Adrenaline breathing, rapid and shallow, does not purge CO2 fully from lungs, and reduces intake of O2. Feeling difficulty breathing stimulates the adrenaline feedback loop, so brain releases more adrenaline. This is the etiology of panic attacks, basically adrenaline storms.

Slow, deep breathing with complete emptying of lungs while exhaling is a strong antidote to adrenaline overload. There are many online resources to guide this process. It takes regular practice to become fully effective. Practicing calming breathing for 2 min. intervals, 10-15 times per day over 2 weeks will teach your brain and body to turn down the adrenaline valve. This practice works best when relatively calm, to focus on the internal process. Once learned, this breathing will be effective quickly against excess adrenaline. Using breathing as a relief only when anxious is far less effective than practicing/learning over time to be well armed when major stress/anxiety takes over. One reason exercise is effective for stress is it facilitates full breathing.

Another basic self-calming skill is grounding, I'll post on that later.
 
Thanks guys. Just talking about it helps.
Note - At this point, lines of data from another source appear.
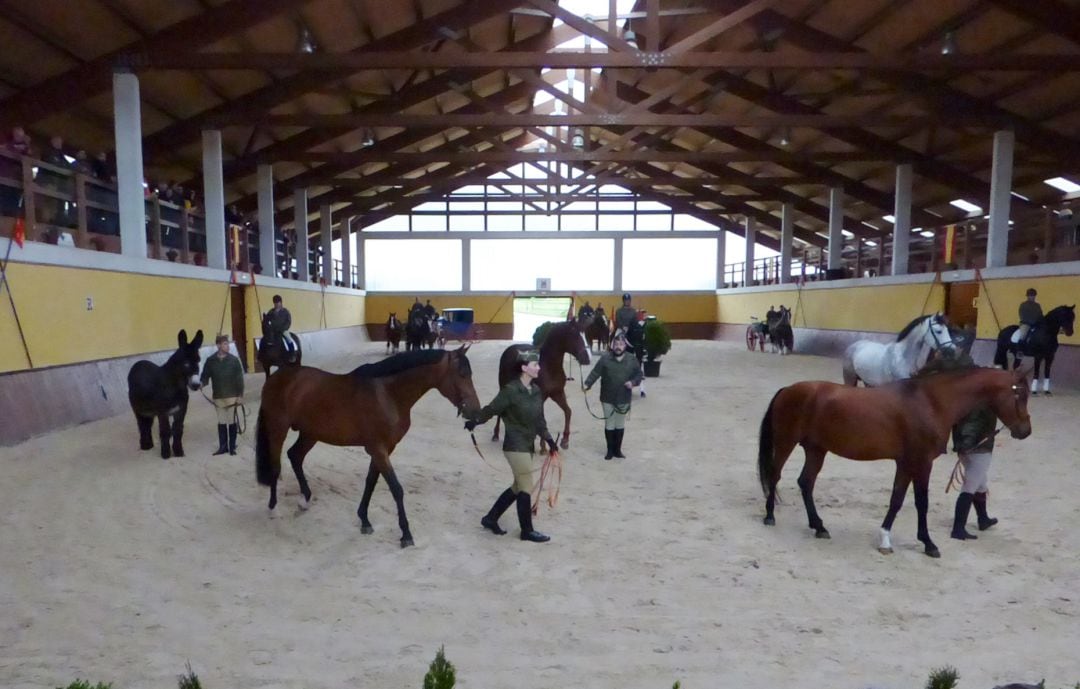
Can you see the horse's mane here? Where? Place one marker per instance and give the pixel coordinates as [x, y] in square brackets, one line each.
[910, 326]
[399, 363]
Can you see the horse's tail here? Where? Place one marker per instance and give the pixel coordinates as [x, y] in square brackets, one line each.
[766, 471]
[266, 469]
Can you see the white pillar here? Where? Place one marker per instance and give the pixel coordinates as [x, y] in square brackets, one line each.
[786, 240]
[347, 253]
[902, 220]
[997, 244]
[268, 241]
[835, 228]
[127, 121]
[300, 220]
[214, 199]
[748, 266]
[721, 257]
[618, 266]
[326, 241]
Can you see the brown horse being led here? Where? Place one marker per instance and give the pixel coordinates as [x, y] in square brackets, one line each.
[367, 407]
[563, 338]
[908, 421]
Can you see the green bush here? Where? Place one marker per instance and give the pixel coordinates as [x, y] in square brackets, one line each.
[541, 334]
[441, 673]
[658, 338]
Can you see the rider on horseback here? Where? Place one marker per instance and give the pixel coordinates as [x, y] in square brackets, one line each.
[1030, 313]
[280, 320]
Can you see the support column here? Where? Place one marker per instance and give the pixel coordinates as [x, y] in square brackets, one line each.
[300, 223]
[997, 244]
[214, 199]
[835, 228]
[347, 253]
[748, 266]
[721, 257]
[326, 241]
[268, 238]
[466, 265]
[127, 122]
[618, 266]
[786, 239]
[902, 220]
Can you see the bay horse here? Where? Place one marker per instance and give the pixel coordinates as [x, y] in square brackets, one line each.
[907, 421]
[394, 329]
[1041, 343]
[876, 364]
[366, 407]
[563, 338]
[162, 392]
[598, 329]
[780, 332]
[272, 353]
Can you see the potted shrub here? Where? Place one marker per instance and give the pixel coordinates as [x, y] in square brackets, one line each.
[658, 342]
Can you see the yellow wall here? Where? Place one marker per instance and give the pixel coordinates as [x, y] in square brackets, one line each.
[877, 309]
[674, 308]
[1006, 296]
[135, 313]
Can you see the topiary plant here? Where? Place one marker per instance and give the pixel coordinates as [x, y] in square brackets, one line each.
[658, 339]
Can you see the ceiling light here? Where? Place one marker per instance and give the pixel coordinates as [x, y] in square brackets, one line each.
[1065, 185]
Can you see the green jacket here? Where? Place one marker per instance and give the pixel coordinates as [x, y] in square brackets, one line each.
[227, 375]
[522, 411]
[613, 375]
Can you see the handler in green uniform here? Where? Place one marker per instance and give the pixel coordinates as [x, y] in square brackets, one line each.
[521, 406]
[618, 373]
[227, 375]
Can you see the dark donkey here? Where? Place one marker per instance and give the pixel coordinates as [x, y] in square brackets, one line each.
[369, 407]
[908, 421]
[563, 338]
[162, 392]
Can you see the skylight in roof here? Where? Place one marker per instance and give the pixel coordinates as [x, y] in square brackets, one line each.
[1065, 185]
[966, 205]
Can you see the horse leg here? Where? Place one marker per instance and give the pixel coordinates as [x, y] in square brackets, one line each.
[164, 434]
[900, 483]
[145, 431]
[815, 457]
[373, 477]
[296, 455]
[559, 397]
[921, 504]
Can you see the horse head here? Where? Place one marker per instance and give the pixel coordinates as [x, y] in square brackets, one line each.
[185, 360]
[456, 384]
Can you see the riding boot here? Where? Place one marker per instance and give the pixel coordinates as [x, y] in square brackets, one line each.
[221, 440]
[525, 518]
[618, 443]
[960, 517]
[490, 521]
[985, 521]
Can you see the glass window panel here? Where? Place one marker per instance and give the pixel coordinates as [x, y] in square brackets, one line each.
[413, 265]
[501, 265]
[669, 264]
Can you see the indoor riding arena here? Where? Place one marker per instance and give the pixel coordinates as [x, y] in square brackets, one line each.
[746, 196]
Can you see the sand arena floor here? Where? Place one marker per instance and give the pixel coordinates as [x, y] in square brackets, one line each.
[120, 567]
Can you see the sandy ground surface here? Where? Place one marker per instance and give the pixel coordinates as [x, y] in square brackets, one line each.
[121, 567]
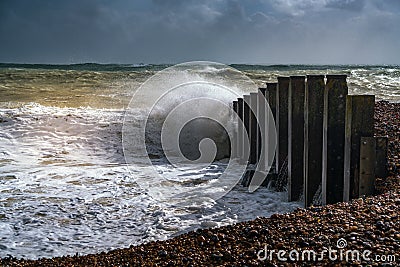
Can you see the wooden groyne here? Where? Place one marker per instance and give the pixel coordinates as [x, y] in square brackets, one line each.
[326, 151]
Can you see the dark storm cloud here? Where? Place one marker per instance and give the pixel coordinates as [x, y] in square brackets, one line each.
[250, 31]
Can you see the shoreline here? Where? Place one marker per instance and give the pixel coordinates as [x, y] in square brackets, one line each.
[371, 224]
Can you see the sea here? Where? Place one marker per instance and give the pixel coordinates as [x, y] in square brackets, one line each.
[65, 187]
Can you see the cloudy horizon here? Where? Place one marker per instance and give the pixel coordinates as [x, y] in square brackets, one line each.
[227, 31]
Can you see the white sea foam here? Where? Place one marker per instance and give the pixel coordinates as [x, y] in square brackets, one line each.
[64, 187]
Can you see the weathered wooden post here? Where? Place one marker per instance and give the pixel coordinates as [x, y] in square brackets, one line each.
[272, 88]
[253, 128]
[313, 132]
[261, 117]
[262, 123]
[381, 165]
[240, 130]
[366, 184]
[246, 116]
[282, 94]
[334, 138]
[234, 143]
[359, 123]
[296, 137]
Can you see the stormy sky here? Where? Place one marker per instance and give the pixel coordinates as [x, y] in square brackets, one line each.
[173, 31]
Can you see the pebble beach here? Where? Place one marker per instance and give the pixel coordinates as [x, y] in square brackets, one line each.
[369, 224]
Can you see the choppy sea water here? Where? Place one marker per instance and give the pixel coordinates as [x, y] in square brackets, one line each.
[64, 186]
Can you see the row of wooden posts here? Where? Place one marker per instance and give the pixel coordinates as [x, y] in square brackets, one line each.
[325, 137]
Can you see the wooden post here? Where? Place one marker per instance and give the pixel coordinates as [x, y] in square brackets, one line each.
[272, 88]
[296, 137]
[240, 130]
[234, 143]
[262, 123]
[366, 185]
[333, 139]
[313, 131]
[246, 115]
[381, 165]
[282, 94]
[359, 123]
[253, 128]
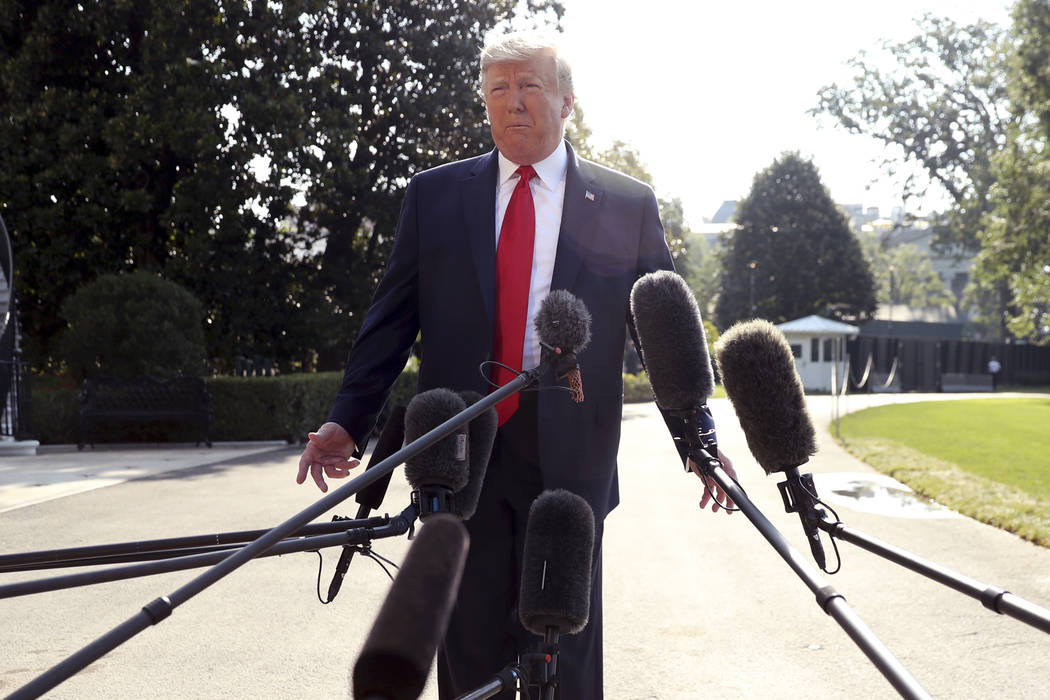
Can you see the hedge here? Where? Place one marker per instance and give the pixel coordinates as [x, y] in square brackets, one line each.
[244, 408]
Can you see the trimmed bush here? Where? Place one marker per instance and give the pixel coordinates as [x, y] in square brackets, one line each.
[133, 324]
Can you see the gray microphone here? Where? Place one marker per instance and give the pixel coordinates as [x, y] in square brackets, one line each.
[673, 347]
[443, 468]
[758, 372]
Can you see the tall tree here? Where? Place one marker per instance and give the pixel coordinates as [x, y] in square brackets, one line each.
[943, 106]
[251, 151]
[793, 253]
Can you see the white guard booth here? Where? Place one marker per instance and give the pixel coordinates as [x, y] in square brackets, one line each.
[819, 345]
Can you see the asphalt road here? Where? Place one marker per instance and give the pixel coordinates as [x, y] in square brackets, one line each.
[697, 605]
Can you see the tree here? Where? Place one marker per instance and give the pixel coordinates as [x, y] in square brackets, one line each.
[254, 152]
[132, 324]
[627, 160]
[943, 107]
[1011, 285]
[792, 253]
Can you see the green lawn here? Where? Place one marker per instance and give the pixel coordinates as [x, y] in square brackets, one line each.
[986, 458]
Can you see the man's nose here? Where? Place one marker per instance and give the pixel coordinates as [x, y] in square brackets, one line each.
[515, 102]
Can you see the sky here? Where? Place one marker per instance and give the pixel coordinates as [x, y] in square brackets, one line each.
[710, 93]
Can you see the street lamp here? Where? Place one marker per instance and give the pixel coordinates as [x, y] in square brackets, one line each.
[751, 281]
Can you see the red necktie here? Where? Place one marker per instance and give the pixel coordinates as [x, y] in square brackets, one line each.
[513, 275]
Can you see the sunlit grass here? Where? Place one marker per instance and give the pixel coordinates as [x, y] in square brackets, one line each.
[986, 458]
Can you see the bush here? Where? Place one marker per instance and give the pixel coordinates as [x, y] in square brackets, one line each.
[133, 324]
[282, 407]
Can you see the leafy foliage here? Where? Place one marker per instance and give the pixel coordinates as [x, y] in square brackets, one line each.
[943, 107]
[253, 152]
[132, 324]
[903, 274]
[1012, 271]
[792, 253]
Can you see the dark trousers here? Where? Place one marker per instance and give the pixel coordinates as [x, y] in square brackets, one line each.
[484, 634]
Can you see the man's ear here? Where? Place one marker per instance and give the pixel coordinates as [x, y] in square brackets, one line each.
[567, 102]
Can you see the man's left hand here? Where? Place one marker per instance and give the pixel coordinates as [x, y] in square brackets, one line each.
[720, 499]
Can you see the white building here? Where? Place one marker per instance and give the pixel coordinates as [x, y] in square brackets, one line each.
[819, 348]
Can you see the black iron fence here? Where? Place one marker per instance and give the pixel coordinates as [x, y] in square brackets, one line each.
[16, 414]
[920, 363]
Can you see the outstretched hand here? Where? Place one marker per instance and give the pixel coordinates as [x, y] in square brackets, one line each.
[720, 499]
[328, 452]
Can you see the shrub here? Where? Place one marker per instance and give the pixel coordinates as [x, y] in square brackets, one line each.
[133, 324]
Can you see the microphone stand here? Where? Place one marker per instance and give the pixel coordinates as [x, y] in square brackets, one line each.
[158, 610]
[828, 599]
[506, 679]
[378, 528]
[992, 597]
[155, 549]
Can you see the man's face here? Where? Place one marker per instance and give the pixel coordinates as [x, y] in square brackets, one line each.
[525, 111]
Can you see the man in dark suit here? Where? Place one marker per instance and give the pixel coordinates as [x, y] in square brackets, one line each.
[588, 230]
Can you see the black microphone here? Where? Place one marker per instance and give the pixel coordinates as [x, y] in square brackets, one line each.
[397, 655]
[555, 586]
[442, 468]
[482, 435]
[372, 496]
[673, 348]
[391, 439]
[563, 324]
[557, 564]
[758, 372]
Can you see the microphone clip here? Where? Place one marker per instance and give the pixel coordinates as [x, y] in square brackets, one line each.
[700, 439]
[429, 500]
[799, 494]
[564, 363]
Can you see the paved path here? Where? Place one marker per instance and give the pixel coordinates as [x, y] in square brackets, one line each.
[697, 605]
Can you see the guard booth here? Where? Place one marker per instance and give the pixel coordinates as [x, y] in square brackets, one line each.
[819, 348]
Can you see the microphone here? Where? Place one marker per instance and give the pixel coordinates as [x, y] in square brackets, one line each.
[758, 372]
[371, 497]
[391, 439]
[557, 564]
[482, 435]
[673, 347]
[563, 324]
[441, 469]
[397, 655]
[555, 584]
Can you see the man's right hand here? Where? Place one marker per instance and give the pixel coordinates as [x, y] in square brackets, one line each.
[328, 451]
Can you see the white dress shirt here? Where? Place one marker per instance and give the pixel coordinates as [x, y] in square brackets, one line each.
[548, 197]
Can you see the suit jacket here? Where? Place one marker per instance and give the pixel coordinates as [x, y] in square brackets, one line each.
[440, 281]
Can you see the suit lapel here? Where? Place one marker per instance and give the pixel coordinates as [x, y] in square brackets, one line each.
[583, 195]
[479, 213]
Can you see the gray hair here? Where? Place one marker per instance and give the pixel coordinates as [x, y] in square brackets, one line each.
[522, 46]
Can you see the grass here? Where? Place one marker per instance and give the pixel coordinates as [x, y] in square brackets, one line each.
[988, 459]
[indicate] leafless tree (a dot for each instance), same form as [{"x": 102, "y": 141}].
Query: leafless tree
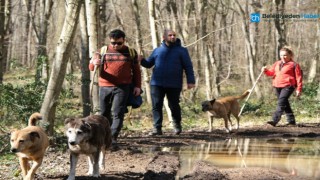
[
  {"x": 85, "y": 74},
  {"x": 57, "y": 75}
]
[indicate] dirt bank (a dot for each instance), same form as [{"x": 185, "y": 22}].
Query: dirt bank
[{"x": 132, "y": 161}]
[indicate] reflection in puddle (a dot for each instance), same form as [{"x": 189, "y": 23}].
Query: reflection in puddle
[{"x": 295, "y": 156}]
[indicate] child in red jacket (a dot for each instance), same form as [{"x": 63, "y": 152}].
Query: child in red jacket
[{"x": 287, "y": 77}]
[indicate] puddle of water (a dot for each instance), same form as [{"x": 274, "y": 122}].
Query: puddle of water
[{"x": 291, "y": 155}]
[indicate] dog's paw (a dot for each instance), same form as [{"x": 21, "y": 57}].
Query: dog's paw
[
  {"x": 96, "y": 175},
  {"x": 71, "y": 178}
]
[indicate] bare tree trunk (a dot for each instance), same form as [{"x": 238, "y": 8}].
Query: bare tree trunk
[
  {"x": 117, "y": 12},
  {"x": 62, "y": 54},
  {"x": 250, "y": 48},
  {"x": 85, "y": 73},
  {"x": 92, "y": 25},
  {"x": 316, "y": 59},
  {"x": 318, "y": 94},
  {"x": 146, "y": 79},
  {"x": 280, "y": 24},
  {"x": 42, "y": 70},
  {"x": 2, "y": 42},
  {"x": 172, "y": 4}
]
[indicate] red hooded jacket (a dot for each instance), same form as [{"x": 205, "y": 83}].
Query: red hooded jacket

The answer... is that there is no answer, but simply a long laundry list of things that help.
-I do need to brush up on more research to be able to provide better rebuttals.
-I am going to actually reduce the amount of data presented and shift the focus more to risk.
-I do need to, as someone said, grow up and stop internalizing conflict.
-Keep exercising
-And try to meditate
 
So my office is currently embattled in a local development dispute. We represent a water district looking to protect drinking water quality. I'm the one that gets to present at all the public meetings. I just did my first tonight. It was very stressful. I'm all kinds of wound up. I'm already one large glass of wine in, without any hope of sleep on the horizon. Any suggestions?
Is this local? Meaning are you in a hotel? Reads that way, but not clear. I can never sleep in hotels, even on leisure trips.

My job has me pitching to C level execs when there is an outage. I find the only answer for me is to go through the material until I completely own it. The first one is always rough, after that you get a feel for the possible questions and emotion levels. Good execs (or Commissioners) want the facts and not the spin. I refuse to buy in when I'm asked to spin anything. That hurts you in the long run.
 
There are very few things that stress me out. For the most part I'm a go with the flow kind a person.

But public speaking? Nope, just won't do it. If I were put in the position you are in, I would be curled up on the floor in the fetal position sucking my thumb.

Probably not much help, just a little understanding.